Un “sí” para toda la vida
Rodeado de su familia, amigos, compañeros de trabajo, alumnos y demás Hermanos Maristas, se llevó a cabo la celebración eucarística de sus votos perpetuos. En el marco de la solemnidad de la Asunción de María y de la fiesta patronal de los Hermanos Maristas, el Hermano Nico renovó su compromiso de hacer de su vida una misión: dar a conocer a Jesucristo y hacerlo amar, desde aquel día y hasta el último de sus días.

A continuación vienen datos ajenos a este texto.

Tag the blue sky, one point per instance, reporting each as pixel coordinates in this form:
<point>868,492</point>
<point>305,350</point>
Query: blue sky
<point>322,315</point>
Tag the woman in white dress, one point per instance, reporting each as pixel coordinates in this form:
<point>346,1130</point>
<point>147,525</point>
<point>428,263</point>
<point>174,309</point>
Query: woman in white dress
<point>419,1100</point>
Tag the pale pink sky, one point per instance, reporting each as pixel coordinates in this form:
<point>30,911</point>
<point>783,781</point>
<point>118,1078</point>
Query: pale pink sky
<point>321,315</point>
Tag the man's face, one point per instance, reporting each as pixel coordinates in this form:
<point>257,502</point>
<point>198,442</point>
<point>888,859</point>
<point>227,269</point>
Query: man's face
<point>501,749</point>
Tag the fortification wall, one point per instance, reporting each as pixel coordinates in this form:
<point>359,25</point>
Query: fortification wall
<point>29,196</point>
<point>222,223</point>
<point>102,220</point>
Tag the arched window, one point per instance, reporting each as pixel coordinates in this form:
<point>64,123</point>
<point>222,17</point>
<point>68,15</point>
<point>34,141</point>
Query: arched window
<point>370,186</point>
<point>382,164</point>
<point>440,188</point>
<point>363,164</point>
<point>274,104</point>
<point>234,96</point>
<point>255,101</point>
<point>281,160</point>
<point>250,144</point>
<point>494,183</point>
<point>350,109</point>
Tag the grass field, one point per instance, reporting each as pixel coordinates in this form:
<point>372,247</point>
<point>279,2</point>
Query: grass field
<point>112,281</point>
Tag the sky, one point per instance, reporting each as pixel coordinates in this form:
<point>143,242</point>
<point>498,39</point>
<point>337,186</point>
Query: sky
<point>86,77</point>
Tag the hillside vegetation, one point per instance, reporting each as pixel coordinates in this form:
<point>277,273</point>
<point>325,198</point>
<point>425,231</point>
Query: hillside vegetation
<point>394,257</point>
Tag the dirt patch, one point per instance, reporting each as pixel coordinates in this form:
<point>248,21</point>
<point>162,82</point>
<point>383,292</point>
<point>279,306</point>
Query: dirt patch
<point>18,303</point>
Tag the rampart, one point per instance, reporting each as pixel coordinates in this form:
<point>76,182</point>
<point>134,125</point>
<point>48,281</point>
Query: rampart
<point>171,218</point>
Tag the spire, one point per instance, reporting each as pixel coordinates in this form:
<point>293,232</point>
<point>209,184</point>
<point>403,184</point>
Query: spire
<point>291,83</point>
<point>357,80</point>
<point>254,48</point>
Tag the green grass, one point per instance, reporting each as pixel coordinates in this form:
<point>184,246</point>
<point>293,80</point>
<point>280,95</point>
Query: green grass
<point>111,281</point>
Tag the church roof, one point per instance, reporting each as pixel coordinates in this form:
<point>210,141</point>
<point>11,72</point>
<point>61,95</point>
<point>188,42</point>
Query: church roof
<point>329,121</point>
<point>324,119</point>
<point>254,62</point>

Al finalizar la celebración, llegó el momento de compartir los alimentos, la alegría y la fiesta. Fue una oportunidad para celebrar junto a Nico este paso tan importante y agradecer por su vocación, mientras se une de manera definitiva a sus hermanos que han elegido vivir el compromiso de los votos perpetuos.
Que este “sí” pronunciado ante Dios siga dando frutos en cada comunidad, en cada alumno y en cada persona que el Hermano Nico encuentre en su camino. Que María, Nuestra Buena Madre, y san Marcelino Champagnat acompañen siempre su vocación y misión.